Sunday, June 23, 2013

Too Many "Special" Things?

A quiet, drawn out plea of "Stay .. with .. me .. mom." came from Joe.

"You want me to read some of our book?"


It was last night.

His blood sugar was a bad 39.  Not that there is a good 39, but the "bad" means he was really feeling the 39.  His eye lids were closed.  His lanky bod was twisted up in the covers, curled tight in my bed.  He was motionless.  At times it was difficult to tell if he was still "with me".    As I read "Catching Fire" aloud to him, I would check in with a ..."Joe, you ok?" every few paragraphs.

Yesterday afternoon he had attended a three hour birthday party.  The party included three hours of swimming with eight of his buddies. The swimming consisted of playing "King Of The Cheese"... basically this can be described as "King Of The Mountain"... but in the pool using an inflatable cheese as "the mountain."  There was freezy pop ingestion in the hot tub where Joe reported if you wanted the freezy pop to be less freezy, you just dipped the bottom tip of it down into the warm hot tub water.  Of course the party included a couple of pieces of ice cream cake and snacks.  His blood sugar was steady throughout the party (80s to 130s).

On the heels of the party, we decided to have dinner out as a family.  You know...stuff a normal family should be able to do.  Pasta Alfredo and a sundae was ordered and consumed by Joe.  Carbs were counted.  Boluses were dispensed, combo and regular.  Within and hour after dinner, Joe's above mentioned 39 was experienced.

Joe's original response to the 39 was regret over eating the pasta for dinner.  I reassured him that it was not his fault.  I explained that I over-bolused for his meal while underestimating his previous activity at the birthday party.

Here is where he got me.  It is here where I felt the sting of the unfairness of this damn disease.

"I guess we just did too many special things today ma." 

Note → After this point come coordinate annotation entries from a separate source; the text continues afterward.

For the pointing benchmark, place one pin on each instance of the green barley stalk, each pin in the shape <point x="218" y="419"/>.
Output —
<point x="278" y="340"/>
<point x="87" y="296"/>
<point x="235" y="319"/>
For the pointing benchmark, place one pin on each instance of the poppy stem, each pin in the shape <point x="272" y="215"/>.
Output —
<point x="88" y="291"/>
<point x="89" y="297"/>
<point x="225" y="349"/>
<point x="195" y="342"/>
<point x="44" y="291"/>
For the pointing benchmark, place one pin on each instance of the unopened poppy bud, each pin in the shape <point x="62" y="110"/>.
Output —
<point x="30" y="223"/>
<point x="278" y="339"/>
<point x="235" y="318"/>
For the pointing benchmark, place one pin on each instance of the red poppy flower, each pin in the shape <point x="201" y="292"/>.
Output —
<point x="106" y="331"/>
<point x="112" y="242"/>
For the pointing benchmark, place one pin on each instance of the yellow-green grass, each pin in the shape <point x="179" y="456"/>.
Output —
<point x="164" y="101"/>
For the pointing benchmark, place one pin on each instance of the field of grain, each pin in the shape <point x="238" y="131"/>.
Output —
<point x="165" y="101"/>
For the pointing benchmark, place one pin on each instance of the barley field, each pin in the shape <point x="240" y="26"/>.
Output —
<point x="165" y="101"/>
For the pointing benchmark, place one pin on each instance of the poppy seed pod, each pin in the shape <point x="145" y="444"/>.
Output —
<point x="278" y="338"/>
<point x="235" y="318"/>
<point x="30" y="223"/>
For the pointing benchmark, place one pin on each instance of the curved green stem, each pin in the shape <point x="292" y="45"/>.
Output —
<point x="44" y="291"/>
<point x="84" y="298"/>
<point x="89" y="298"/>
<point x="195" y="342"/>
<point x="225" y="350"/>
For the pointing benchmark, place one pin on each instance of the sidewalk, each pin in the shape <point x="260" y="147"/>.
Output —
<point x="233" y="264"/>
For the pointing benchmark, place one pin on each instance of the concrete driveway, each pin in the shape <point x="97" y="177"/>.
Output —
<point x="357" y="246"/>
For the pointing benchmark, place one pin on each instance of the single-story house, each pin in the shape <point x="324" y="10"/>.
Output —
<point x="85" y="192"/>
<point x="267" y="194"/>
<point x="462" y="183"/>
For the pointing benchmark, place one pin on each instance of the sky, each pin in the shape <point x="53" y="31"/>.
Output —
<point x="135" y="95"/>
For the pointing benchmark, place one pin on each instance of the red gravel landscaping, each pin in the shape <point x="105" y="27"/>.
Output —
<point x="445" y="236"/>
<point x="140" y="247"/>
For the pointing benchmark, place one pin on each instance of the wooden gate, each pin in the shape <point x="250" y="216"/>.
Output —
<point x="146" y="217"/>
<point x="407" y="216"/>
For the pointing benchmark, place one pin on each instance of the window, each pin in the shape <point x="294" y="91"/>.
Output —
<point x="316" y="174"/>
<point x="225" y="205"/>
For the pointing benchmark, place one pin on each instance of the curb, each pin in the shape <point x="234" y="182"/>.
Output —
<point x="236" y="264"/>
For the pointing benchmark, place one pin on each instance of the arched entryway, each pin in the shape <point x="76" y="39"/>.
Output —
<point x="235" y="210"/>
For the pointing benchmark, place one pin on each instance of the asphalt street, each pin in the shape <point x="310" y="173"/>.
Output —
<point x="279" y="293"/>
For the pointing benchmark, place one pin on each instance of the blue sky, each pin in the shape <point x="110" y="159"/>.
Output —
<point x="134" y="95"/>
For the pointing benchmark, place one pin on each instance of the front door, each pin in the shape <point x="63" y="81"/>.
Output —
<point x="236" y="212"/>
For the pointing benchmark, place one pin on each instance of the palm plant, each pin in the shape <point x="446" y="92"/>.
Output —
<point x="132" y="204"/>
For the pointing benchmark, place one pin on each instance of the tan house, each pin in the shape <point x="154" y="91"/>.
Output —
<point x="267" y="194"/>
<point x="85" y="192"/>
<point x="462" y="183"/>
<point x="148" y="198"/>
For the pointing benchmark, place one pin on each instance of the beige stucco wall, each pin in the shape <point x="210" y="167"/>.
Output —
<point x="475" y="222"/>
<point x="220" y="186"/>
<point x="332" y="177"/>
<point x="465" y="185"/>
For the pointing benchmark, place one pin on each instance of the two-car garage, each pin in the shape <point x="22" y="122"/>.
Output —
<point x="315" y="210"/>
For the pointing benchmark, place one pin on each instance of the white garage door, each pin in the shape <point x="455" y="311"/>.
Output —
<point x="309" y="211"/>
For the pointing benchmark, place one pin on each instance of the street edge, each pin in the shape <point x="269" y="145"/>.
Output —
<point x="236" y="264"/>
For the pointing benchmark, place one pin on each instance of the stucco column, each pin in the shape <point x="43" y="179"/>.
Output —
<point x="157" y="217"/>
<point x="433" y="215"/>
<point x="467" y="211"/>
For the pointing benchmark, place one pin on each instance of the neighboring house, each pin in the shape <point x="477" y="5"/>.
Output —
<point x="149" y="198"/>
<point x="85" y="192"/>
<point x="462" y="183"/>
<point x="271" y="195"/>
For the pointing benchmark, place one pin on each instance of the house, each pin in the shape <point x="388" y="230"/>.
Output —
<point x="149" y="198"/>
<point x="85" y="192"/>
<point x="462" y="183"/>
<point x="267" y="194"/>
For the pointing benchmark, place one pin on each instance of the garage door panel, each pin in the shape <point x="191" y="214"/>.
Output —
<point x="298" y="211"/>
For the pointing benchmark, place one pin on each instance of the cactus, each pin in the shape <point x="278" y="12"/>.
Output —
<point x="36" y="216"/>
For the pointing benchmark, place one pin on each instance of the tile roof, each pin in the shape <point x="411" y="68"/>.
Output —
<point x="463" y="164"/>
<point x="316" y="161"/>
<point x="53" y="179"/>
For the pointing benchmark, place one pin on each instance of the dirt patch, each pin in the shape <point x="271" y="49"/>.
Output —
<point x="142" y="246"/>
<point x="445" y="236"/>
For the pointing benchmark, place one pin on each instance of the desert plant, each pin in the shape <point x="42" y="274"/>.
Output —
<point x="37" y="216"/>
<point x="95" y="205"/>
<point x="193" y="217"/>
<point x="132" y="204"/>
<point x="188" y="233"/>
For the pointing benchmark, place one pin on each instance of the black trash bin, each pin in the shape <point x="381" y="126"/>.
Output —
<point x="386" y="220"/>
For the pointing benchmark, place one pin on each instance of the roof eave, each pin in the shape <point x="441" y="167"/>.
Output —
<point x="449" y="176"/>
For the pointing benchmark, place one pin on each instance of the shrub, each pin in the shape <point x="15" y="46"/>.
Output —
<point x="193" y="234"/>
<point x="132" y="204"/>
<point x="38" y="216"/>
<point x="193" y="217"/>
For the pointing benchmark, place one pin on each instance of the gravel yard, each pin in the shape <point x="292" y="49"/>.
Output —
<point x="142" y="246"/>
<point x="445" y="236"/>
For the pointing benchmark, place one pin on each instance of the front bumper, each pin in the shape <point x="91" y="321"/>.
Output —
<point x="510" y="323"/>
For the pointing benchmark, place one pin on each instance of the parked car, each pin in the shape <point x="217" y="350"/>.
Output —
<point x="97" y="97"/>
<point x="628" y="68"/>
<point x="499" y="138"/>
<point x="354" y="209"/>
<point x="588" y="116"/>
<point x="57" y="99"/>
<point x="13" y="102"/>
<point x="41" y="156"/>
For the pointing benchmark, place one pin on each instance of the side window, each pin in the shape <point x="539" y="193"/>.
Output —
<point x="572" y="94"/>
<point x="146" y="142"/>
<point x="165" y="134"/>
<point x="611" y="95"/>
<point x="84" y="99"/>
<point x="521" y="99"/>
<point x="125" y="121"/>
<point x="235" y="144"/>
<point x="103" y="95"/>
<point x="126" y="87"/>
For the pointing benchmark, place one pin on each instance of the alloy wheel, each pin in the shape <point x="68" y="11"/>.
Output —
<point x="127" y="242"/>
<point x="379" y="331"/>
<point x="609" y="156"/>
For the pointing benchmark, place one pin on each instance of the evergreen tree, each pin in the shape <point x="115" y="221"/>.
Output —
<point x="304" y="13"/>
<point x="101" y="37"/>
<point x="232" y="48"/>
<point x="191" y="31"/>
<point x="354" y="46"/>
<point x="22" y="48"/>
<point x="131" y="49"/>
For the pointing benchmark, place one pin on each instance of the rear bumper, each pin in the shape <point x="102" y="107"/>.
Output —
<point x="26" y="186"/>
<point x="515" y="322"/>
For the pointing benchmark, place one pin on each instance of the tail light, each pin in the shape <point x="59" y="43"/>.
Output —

Too many special things?  Really!?  He went to a birthday party and then out to dinner.  These are things that all kids should be able to do without a second thought. 

A day-in-the-life of  childhood and Type 1 Diabetes.


Our Diabetic Warrior said...

My heart just aches for everyone that has to deal with this very hard to control disease. My son just suddenly came out of his honeymoon and I'm getting a real eye opening to what's really involved with type 1 diabetes. NOONE can understand unless they are personally involved with it. God is my #1 rock that gets me through. He threw a wonderful blessing our way the other day. My son got to meet our neighbor and her boyfriend (in their mid 20's) that are both type 1 diabetics. They were showing off their pumps to Andrew like they were trophies. It warmed my heart for my son to see people that are fighting the disease right along with him. We are right here with you and Joe. When he hits a 39, we feel it too. We know how hard it is. Please give Joe a high five for the wonderful job that he does everyday. AND.....HE DESERVED THAT PASTA - JUST BECAUSE!!!!!!!! Sending hugs your way!!!!!

Kelly said...

Bless his big heart! I have been having a hard time over here with good old diabetes and the unfairness of my little guy not getting to do all the things the little guys his age get to do without a second thought. I second Nikki's high to Joe...keep on keeping on Joe! xoxo

Sarah said...

Isn't it weird that is how he feels as I know that is how TJ (even 20+yrs into this feels). It's like this constantly rationing of "fun" or special or out of the ordinary...whatever you want to call it, it seems to be that it is hard to do it all. I like to think that this is true of all of us, not just people with diabetes, but it's hard on all of us to do a lot of new fun things in one day, it's just that a person with diabetes is able to see the effects on a change in their "normal". I was telling somebody how I love going on vacation, but it is VERY hard to travel as that causes so much difficulty BG #s with diabetes. She looked at me like I was a little off, said something about airplane food and nodded her head about how poor quality it is...she totally didn't get it, why would she? But it's true all those special things need special care with our babes.
Hope Joe's summer is filled with lovely special things and less unwelcome numbers!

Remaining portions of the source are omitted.